7

The cops were unrolling yellow crime-scene tape like birthday streamers when Detective Liz Santangelo arrived just before eleven. She wore a white blouse under a black leather jacket, black jeans shimmying up her long legs, and open-heel sandals on her feet. The jacket was gathered at her waist, accentuating her figure, and more than a few of the twenty or so cops now on the scene tried to eye her inconspicuously as she strode in my direction.

Since I’d seen her naked a couple of years ago, the thrill was gone for me.

She strode right up to me and spread her hands out in front of her, palms up, and said, “You opened the trunk. Why?”

In my head, I kept replaying the moment I’d opened the trunk. I couldn’t make it stop. “I didn’t know she was in there, Liz.”

She narrowed her blue eyes beneath her jet-black hair. “You thought the smell was what, an old sandwich?”

Liz’s beauty was matched only by her sarcasm. “Gimme a break, Liz.”

She shook her head and folded her arms across her chest, disappointing much of the crowd. Her hair was pulled back away from her face, a small silver hoop in each earlobe. Her thin, pink lips were somewhere between a frown and a snarl. And her eyes could be hypnotizing, particularly when they were rolling.

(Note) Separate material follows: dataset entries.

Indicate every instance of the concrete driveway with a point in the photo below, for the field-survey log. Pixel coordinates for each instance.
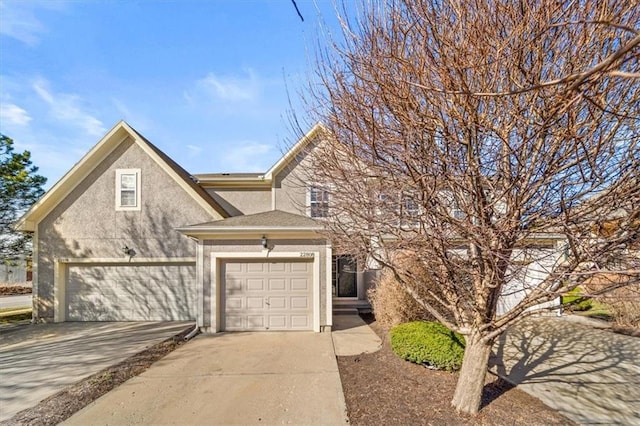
(17, 301)
(231, 378)
(590, 375)
(39, 360)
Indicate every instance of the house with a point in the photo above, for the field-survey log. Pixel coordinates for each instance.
(128, 235)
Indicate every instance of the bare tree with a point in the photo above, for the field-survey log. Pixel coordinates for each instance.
(480, 137)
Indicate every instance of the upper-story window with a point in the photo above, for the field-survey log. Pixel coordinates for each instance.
(318, 202)
(128, 189)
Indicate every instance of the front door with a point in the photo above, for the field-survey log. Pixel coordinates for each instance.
(345, 278)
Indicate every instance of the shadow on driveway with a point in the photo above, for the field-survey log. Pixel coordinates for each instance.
(589, 375)
(41, 359)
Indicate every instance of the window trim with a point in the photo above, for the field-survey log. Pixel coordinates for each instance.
(119, 189)
(327, 202)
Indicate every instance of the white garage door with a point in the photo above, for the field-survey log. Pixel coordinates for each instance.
(130, 292)
(267, 295)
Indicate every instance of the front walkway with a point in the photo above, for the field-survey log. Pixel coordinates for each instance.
(590, 375)
(352, 336)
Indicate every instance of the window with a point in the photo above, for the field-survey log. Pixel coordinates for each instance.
(128, 189)
(318, 202)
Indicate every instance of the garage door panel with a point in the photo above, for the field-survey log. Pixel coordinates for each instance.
(255, 267)
(255, 284)
(300, 267)
(255, 303)
(300, 303)
(130, 292)
(255, 321)
(300, 322)
(277, 284)
(278, 302)
(279, 292)
(300, 284)
(277, 267)
(278, 322)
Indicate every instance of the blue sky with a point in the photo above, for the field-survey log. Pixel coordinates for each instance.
(205, 81)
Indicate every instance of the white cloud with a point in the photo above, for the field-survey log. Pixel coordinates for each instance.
(229, 88)
(13, 114)
(66, 107)
(247, 157)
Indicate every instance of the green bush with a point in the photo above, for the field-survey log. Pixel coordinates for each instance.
(430, 343)
(574, 295)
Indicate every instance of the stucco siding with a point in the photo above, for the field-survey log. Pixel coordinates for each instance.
(527, 276)
(85, 224)
(242, 201)
(254, 246)
(130, 293)
(291, 183)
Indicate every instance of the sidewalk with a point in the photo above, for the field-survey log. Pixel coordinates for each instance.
(352, 336)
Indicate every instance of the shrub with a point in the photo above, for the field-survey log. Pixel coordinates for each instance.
(623, 303)
(574, 295)
(430, 343)
(391, 304)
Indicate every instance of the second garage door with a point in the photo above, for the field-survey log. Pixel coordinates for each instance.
(267, 295)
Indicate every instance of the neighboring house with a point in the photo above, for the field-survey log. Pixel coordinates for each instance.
(15, 271)
(128, 235)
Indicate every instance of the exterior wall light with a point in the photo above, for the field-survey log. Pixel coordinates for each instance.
(129, 251)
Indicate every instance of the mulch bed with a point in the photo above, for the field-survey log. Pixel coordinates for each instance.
(62, 405)
(382, 389)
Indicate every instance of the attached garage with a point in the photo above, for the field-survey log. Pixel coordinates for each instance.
(267, 294)
(128, 292)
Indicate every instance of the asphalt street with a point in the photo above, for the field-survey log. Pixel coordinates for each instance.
(19, 301)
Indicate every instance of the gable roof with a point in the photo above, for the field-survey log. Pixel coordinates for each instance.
(118, 134)
(316, 130)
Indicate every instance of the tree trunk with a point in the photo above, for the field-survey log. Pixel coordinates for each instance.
(468, 394)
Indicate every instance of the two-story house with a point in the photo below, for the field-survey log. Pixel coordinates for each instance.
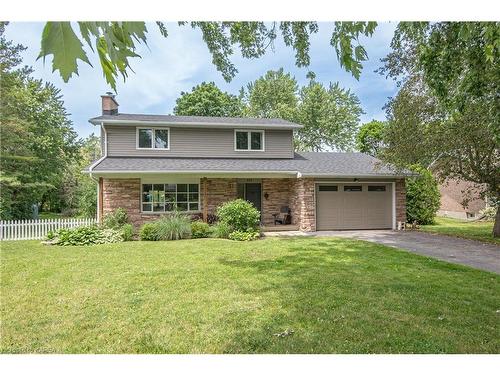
(155, 164)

“Noah, you know better,” she said, shaking her head. “This is junior varsity stuff.” She stared at me for a moment and her expression changed. “You know her?”

I nodded. “Kate Crier.”

Liz’s eyes blinked, she stood up a little straighter, and she glanced at the car. “Kate?”

I nodded and Liz frowned, her chin dropping slightly. Liz had been two years ahead of Kate and me in school. It occurred to me that they might’ve played volleyball together, but I wasn’t sure.

“Shit,” Liz said quietly. “Why are you here?”

I let out a deep breath. “Her mother hired me to find her.”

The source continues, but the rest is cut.